The topic of navigating inter-cultural relationships in Thailand is something that comes up a lot in books, bars, and especially on the web. In Bangkok, it’s kind of assumed that a foreigner will have a Thai girlfriend – with a few thousand of us and a few million of them, it’s simply a numbers game. (So much so that it’s still a bit odd when you see a foreign guy with a foreign girl, or even odder, a foreign girl with a Thai guy, but that’s another post). The topic was being discussed and dissected long before I was even born, but I’ve been mulling it for a while and wanted to put something down on, err, a thin liquid crystal display panel. Obviously, this post will be from the perspective of a foreigner (that’s me) and will obviously not cover both sides of the coin, but I’d like to hear what you think.

I now laugh at my naiveté when I first got here, asking questions on what to expect when I dove into the dating game. I got lots of advice – some of it good, most of it bad – but kept wondering to myself how these guys had convinced themselves that Thai women were fundamentally different from Canadian women, or Spanish women, or Australian women. “We’re all human,” I thought, “there can’t be that much difference.” Well, clearly I was an idiot, because there are differences, maybe not in any biological sense, but in the way your partner-from-another-culture (PFAC) acts, thinks, digests input, and forms output. In my meager (some would say “sad”) experience, I’ve had girlfriends from Thailand, Canada, and Europe, and there are definitely little nuances here and there that you have to be ready to handle.

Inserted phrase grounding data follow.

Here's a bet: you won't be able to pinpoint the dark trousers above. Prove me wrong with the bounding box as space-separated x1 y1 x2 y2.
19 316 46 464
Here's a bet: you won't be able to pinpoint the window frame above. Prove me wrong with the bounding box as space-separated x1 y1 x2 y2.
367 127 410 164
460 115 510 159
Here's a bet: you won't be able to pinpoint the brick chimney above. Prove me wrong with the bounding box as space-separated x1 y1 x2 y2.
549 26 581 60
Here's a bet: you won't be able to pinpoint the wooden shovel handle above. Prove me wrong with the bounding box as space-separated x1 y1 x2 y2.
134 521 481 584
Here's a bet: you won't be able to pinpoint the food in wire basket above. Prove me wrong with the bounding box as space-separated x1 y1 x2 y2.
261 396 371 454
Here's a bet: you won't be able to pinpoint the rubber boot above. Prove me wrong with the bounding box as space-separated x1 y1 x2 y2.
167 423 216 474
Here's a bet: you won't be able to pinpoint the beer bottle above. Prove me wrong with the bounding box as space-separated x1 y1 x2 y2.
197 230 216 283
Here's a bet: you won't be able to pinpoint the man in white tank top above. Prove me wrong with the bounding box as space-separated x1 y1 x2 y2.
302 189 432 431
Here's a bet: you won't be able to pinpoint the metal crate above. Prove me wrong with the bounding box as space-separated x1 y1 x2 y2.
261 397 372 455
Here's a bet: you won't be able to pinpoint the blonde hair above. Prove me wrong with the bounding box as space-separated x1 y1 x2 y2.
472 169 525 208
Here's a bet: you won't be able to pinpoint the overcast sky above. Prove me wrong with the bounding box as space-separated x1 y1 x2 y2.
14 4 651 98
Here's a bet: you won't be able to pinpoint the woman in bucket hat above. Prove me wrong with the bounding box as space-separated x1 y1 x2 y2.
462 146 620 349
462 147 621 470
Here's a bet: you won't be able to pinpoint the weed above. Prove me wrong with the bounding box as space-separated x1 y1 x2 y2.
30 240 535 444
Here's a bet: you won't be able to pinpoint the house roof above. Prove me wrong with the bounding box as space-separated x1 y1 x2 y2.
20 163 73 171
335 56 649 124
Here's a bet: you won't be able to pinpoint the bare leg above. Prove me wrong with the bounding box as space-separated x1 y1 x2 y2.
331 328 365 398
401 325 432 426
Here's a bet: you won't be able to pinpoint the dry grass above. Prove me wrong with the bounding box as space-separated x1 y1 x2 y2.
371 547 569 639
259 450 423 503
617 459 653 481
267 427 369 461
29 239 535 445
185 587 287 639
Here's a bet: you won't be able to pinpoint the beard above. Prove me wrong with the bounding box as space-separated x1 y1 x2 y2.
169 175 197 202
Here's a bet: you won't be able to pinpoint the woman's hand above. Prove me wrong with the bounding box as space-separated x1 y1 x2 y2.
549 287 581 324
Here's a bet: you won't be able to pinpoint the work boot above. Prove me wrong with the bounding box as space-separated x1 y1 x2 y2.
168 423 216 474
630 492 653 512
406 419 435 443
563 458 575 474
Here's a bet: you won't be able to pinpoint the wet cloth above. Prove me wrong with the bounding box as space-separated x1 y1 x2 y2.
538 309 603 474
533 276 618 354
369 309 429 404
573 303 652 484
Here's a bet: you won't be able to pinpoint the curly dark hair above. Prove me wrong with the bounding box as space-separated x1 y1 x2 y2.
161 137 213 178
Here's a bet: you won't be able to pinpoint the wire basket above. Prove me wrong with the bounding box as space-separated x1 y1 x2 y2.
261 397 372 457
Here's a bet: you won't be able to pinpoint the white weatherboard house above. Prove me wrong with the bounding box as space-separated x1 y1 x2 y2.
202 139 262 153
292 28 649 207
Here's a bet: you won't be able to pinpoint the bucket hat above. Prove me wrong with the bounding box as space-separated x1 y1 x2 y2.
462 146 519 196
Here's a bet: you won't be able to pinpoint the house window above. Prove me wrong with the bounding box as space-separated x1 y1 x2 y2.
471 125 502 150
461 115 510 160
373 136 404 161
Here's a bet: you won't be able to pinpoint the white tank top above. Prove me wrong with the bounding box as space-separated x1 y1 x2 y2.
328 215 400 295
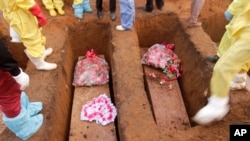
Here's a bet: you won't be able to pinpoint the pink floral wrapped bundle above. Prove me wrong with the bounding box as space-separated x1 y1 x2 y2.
80 94 117 125
73 50 109 86
141 43 182 80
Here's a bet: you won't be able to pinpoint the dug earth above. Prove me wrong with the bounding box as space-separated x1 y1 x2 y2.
1 0 250 141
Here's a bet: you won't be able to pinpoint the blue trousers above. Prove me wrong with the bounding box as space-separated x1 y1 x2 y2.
120 0 135 29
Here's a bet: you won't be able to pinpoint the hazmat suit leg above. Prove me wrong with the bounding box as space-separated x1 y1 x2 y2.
220 27 250 90
216 30 232 58
53 0 65 15
42 0 57 16
82 0 93 13
72 4 84 19
3 106 43 140
24 49 57 71
0 70 43 140
193 27 250 125
21 92 43 117
6 9 57 70
205 30 232 63
119 0 135 30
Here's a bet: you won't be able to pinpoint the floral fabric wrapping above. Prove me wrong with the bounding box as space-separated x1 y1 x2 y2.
141 43 182 80
80 94 117 125
72 50 109 86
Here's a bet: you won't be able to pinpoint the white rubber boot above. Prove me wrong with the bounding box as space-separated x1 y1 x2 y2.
24 50 57 70
230 73 250 91
192 95 230 125
13 68 29 90
43 47 53 59
232 73 247 83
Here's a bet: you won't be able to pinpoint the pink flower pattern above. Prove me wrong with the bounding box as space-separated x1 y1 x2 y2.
141 43 182 80
80 94 117 125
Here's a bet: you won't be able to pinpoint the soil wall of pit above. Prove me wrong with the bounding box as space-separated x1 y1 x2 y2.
0 18 114 140
135 13 216 124
199 0 231 42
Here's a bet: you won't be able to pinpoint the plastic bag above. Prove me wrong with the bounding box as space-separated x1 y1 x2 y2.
141 43 182 80
73 50 109 86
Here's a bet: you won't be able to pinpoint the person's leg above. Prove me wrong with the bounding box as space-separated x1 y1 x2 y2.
20 92 43 117
42 0 57 16
0 70 21 118
205 30 231 63
0 39 29 90
117 0 135 30
0 71 43 140
96 0 103 18
11 10 57 70
155 0 164 10
0 39 20 75
144 0 153 12
82 0 93 12
53 0 65 15
190 0 195 17
110 0 116 20
188 0 205 27
110 0 116 12
217 30 232 58
72 2 84 19
193 29 250 125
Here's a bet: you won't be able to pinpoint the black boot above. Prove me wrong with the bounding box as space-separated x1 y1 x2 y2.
156 0 164 10
110 12 116 21
97 11 103 19
143 6 153 12
205 55 219 63
143 0 154 12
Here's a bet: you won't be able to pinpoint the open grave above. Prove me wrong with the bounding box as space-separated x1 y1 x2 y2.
1 0 250 141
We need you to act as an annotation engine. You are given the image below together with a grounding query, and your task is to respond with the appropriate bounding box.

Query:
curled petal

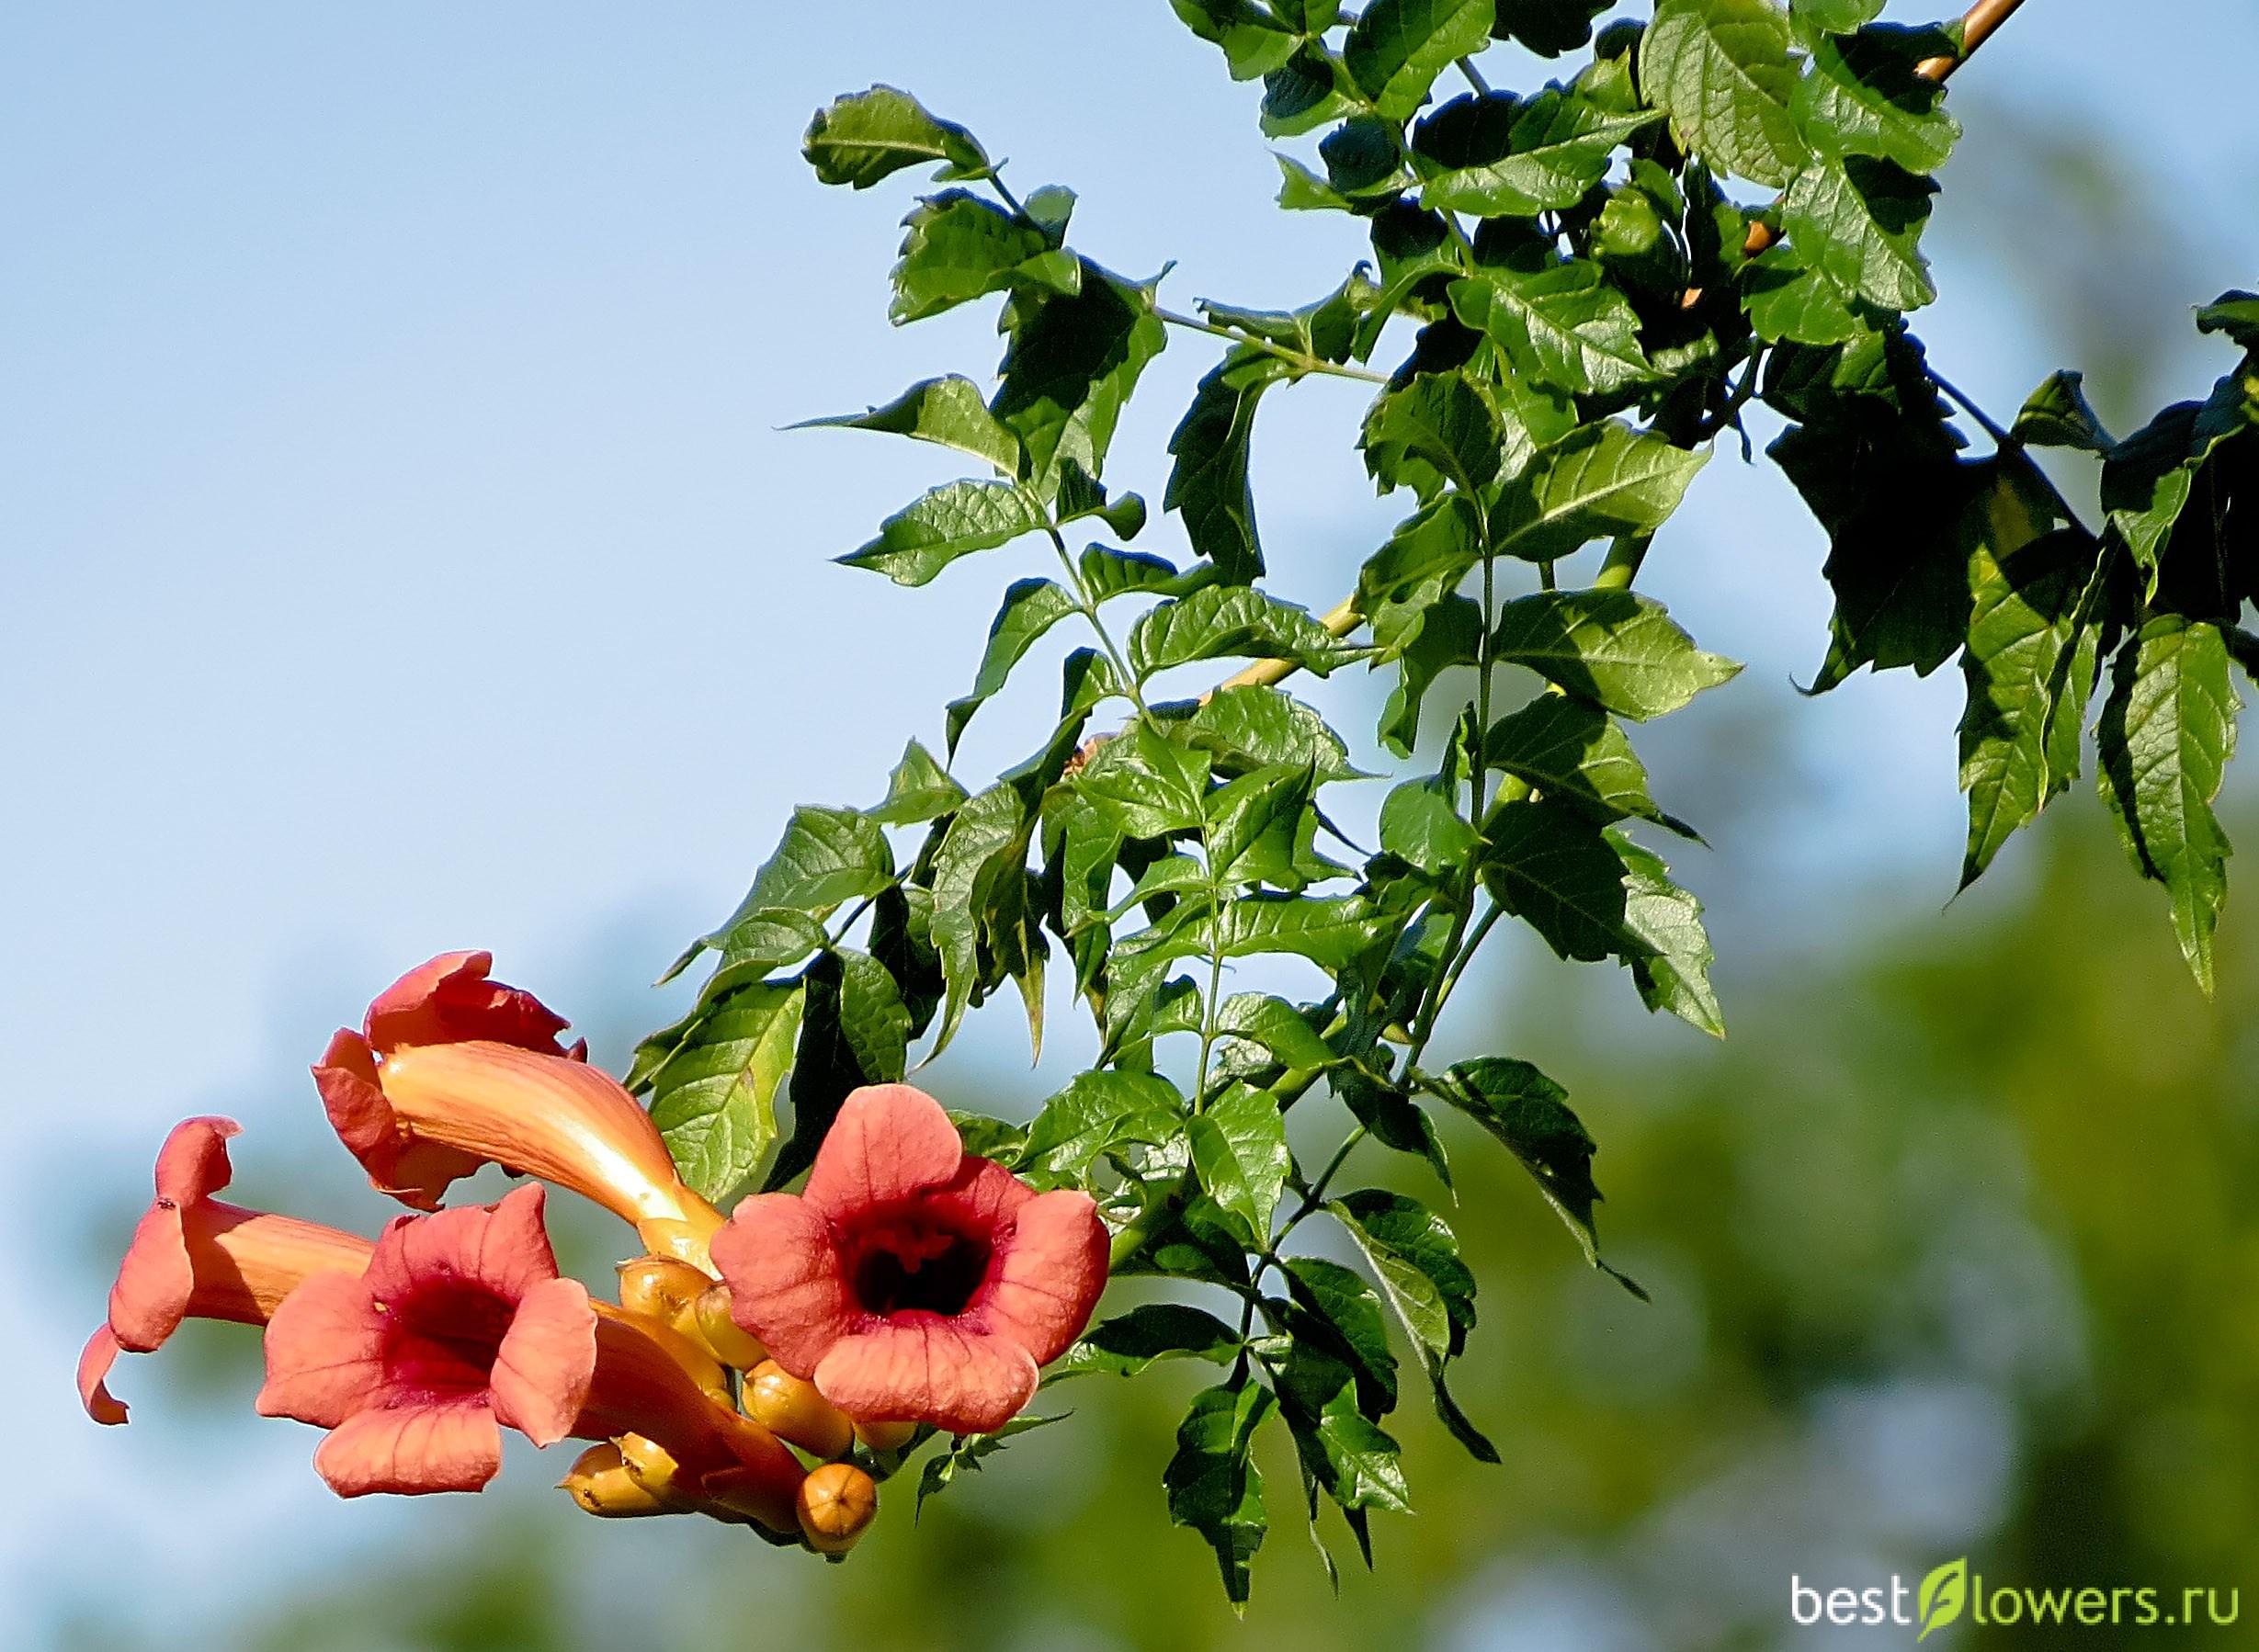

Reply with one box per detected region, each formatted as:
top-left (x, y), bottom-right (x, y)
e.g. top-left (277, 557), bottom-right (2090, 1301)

top-left (314, 1030), bottom-right (481, 1212)
top-left (709, 1194), bottom-right (854, 1379)
top-left (979, 1189), bottom-right (1108, 1365)
top-left (313, 1400), bottom-right (503, 1497)
top-left (153, 1116), bottom-right (239, 1207)
top-left (364, 951), bottom-right (569, 1056)
top-left (489, 1277), bottom-right (597, 1448)
top-left (108, 1116), bottom-right (244, 1350)
top-left (920, 1154), bottom-right (1035, 1238)
top-left (364, 1182), bottom-right (561, 1306)
top-left (256, 1271), bottom-right (387, 1429)
top-left (802, 1084), bottom-right (965, 1224)
top-left (813, 1318), bottom-right (1039, 1436)
top-left (78, 1329), bottom-right (130, 1425)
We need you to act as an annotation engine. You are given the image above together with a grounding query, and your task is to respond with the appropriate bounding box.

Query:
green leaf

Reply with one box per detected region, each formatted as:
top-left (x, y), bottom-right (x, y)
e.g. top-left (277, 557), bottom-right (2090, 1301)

top-left (927, 782), bottom-right (1030, 1057)
top-left (1167, 347), bottom-right (1290, 583)
top-left (1269, 1341), bottom-right (1412, 1521)
top-left (1916, 1557), bottom-right (1970, 1642)
top-left (995, 265), bottom-right (1168, 489)
top-left (1612, 831), bottom-right (1725, 1035)
top-left (1489, 419), bottom-right (1710, 561)
top-left (2012, 370), bottom-right (2115, 453)
top-left (868, 740), bottom-right (968, 826)
top-left (645, 979), bottom-right (804, 1203)
top-left (1494, 0), bottom-right (1618, 54)
top-left (890, 193), bottom-right (1061, 324)
top-left (1188, 1084), bottom-right (1291, 1249)
top-left (1418, 89), bottom-right (1660, 218)
top-left (1779, 156), bottom-right (1935, 311)
top-left (1130, 585), bottom-right (1350, 681)
top-left (948, 1110), bottom-right (1027, 1161)
top-left (1079, 543), bottom-right (1186, 602)
top-left (1207, 763), bottom-right (1318, 886)
top-left (1056, 1305), bottom-right (1243, 1377)
top-left (1449, 265), bottom-right (1654, 396)
top-left (1378, 593), bottom-right (1484, 757)
top-left (1284, 1257), bottom-right (1400, 1410)
top-left (1379, 776), bottom-right (1478, 876)
top-left (1345, 0), bottom-right (1498, 123)
top-left (1186, 686), bottom-right (1362, 781)
top-left (1018, 1070), bottom-right (1186, 1189)
top-left (2095, 617), bottom-right (2241, 994)
top-left (803, 86), bottom-right (989, 190)
top-left (1171, 0), bottom-right (1301, 80)
top-left (2197, 290), bottom-right (2259, 353)
top-left (1741, 245), bottom-right (1867, 345)
top-left (1792, 26), bottom-right (1959, 175)
top-left (1958, 526), bottom-right (2105, 888)
top-left (1330, 1191), bottom-right (1477, 1356)
top-left (721, 806), bottom-right (894, 926)
top-left (1491, 588), bottom-right (1742, 719)
top-left (916, 1414), bottom-right (1067, 1515)
top-left (839, 479), bottom-right (1046, 587)
top-left (1480, 795), bottom-right (1631, 961)
top-left (1262, 46), bottom-right (1363, 139)
top-left (1443, 1055), bottom-right (1640, 1291)
top-left (945, 578), bottom-right (1083, 752)
top-left (1639, 0), bottom-right (1809, 188)
top-left (1790, 0), bottom-right (1880, 29)
top-left (1164, 1383), bottom-right (1276, 1609)
top-left (1486, 693), bottom-right (1696, 836)
top-left (1075, 719), bottom-right (1210, 839)
top-left (1360, 493), bottom-right (1481, 615)
top-left (796, 374), bottom-right (1021, 474)
top-left (1362, 372), bottom-right (1506, 500)
top-left (2103, 401), bottom-right (2242, 589)
top-left (1217, 992), bottom-right (1340, 1070)
top-left (834, 948), bottom-right (913, 1085)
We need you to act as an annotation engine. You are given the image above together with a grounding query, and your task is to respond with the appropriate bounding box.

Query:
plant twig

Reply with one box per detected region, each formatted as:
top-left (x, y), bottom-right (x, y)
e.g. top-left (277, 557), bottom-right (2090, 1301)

top-left (1155, 307), bottom-right (1391, 384)
top-left (1199, 595), bottom-right (1364, 702)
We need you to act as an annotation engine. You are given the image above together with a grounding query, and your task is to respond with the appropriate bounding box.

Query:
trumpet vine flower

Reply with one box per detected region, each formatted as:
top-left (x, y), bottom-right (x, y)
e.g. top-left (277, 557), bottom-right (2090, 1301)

top-left (314, 952), bottom-right (724, 1267)
top-left (709, 1083), bottom-right (1107, 1436)
top-left (80, 1116), bottom-right (376, 1425)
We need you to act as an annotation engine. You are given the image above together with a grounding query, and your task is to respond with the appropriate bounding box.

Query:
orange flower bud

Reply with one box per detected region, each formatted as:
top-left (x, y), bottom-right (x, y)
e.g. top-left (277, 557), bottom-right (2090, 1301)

top-left (746, 1361), bottom-right (854, 1460)
top-left (614, 1431), bottom-right (700, 1511)
top-left (797, 1462), bottom-right (879, 1555)
top-left (854, 1419), bottom-right (918, 1452)
top-left (560, 1442), bottom-right (681, 1518)
top-left (695, 1283), bottom-right (769, 1370)
top-left (617, 1255), bottom-right (709, 1324)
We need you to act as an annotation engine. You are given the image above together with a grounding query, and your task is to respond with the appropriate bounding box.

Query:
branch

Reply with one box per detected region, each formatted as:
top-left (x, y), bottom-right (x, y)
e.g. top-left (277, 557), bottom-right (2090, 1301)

top-left (1155, 308), bottom-right (1391, 385)
top-left (1198, 595), bottom-right (1363, 703)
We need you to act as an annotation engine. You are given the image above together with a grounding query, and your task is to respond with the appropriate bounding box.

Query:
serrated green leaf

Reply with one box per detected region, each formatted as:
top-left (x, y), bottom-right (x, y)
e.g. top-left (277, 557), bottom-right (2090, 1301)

top-left (926, 782), bottom-right (1029, 1058)
top-left (1345, 0), bottom-right (1498, 123)
top-left (803, 86), bottom-right (989, 190)
top-left (1075, 719), bottom-right (1211, 839)
top-left (1217, 992), bottom-right (1340, 1069)
top-left (1079, 543), bottom-right (1186, 603)
top-left (1741, 245), bottom-right (1867, 345)
top-left (945, 578), bottom-right (1083, 753)
top-left (1168, 347), bottom-right (1290, 583)
top-left (797, 374), bottom-right (1020, 474)
top-left (996, 264), bottom-right (1167, 488)
top-left (1130, 585), bottom-right (1351, 681)
top-left (1186, 686), bottom-right (1364, 782)
top-left (1490, 419), bottom-right (1710, 561)
top-left (839, 479), bottom-right (1046, 587)
top-left (646, 979), bottom-right (804, 1203)
top-left (1958, 526), bottom-right (2104, 888)
top-left (1188, 1084), bottom-right (1291, 1248)
top-left (1172, 0), bottom-right (1302, 80)
top-left (1448, 263), bottom-right (1654, 396)
top-left (834, 948), bottom-right (912, 1084)
top-left (1640, 0), bottom-right (1809, 188)
top-left (1418, 89), bottom-right (1659, 218)
top-left (1491, 588), bottom-right (1742, 719)
top-left (1612, 831), bottom-right (1725, 1035)
top-left (1789, 0), bottom-right (1880, 29)
top-left (1779, 155), bottom-right (1935, 311)
top-left (2095, 617), bottom-right (2241, 994)
top-left (1792, 26), bottom-right (1958, 175)
top-left (716, 807), bottom-right (895, 931)
top-left (1207, 763), bottom-right (1317, 886)
top-left (1494, 0), bottom-right (1618, 54)
top-left (2103, 401), bottom-right (2242, 589)
top-left (1284, 1257), bottom-right (1400, 1410)
top-left (1056, 1304), bottom-right (1243, 1377)
top-left (1269, 1341), bottom-right (1412, 1522)
top-left (1263, 47), bottom-right (1362, 139)
top-left (1379, 776), bottom-right (1477, 875)
top-left (916, 1414), bottom-right (1067, 1514)
top-left (1444, 1055), bottom-right (1639, 1291)
top-left (2012, 370), bottom-right (2114, 453)
top-left (1479, 795), bottom-right (1631, 960)
top-left (1485, 693), bottom-right (1696, 835)
top-left (867, 740), bottom-right (968, 827)
top-left (1330, 1191), bottom-right (1477, 1355)
top-left (1362, 373), bottom-right (1506, 501)
top-left (1164, 1383), bottom-right (1275, 1609)
top-left (1018, 1069), bottom-right (1186, 1189)
top-left (1378, 592), bottom-right (1484, 757)
top-left (889, 193), bottom-right (1058, 324)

I won’t get into them in any detail because I’m still slightly mystified and scared by women that would take up way too much space. But what I do want to talk about is the importance of finding a counterweight to offset those differences.

It's not relevant yet, but read on.

It’s not relevant yet, but read on.

I think it’s safe to say that no matter how much you and your PFAC see eye-to-eye, there are still certain details, certain elements, certain viewpoints, that you simply will not be able to bridge, and this is where you need a counterweight – something that can help settle any cultural butterflies that might rear their ugly, acid-tongued heads. For me, this is my friends.

For instance, no matter how well my girlfriend and I get along, she won’t understand what I mean when I say “This soup needs more cowbell!” while my friends will bust out laughing; similarly, her and her friends are baffled when I don’t immediately cover my head when a light rain starts to fall (Thais think you’ll catch a cold). My friends help me feel at home; they remind me that I’m not alone here, and that my goofy jokes and cultural nuances come from somewhere that matters to them too. I’m lucky in that my girlfriend understands this, and doesn’t think I spend an inordinate amount of time with my friends. She knows I need to in order to stay healthy, and in order to avoid the boredom that may come with 100% cultural immersion. I know some guys whose ladyfriend doesn’t get that, and I think it’s too bad.

There are more of these cultural counterweights – television shows, movies, videogames, and plenty of social events, clubs and discussion groups that keep you grounded to your culture, but for me, it’s my friends. Because as much as I love my girlfriend, I really do appreciate it when someone asks me if I know where Bigus Dickus is.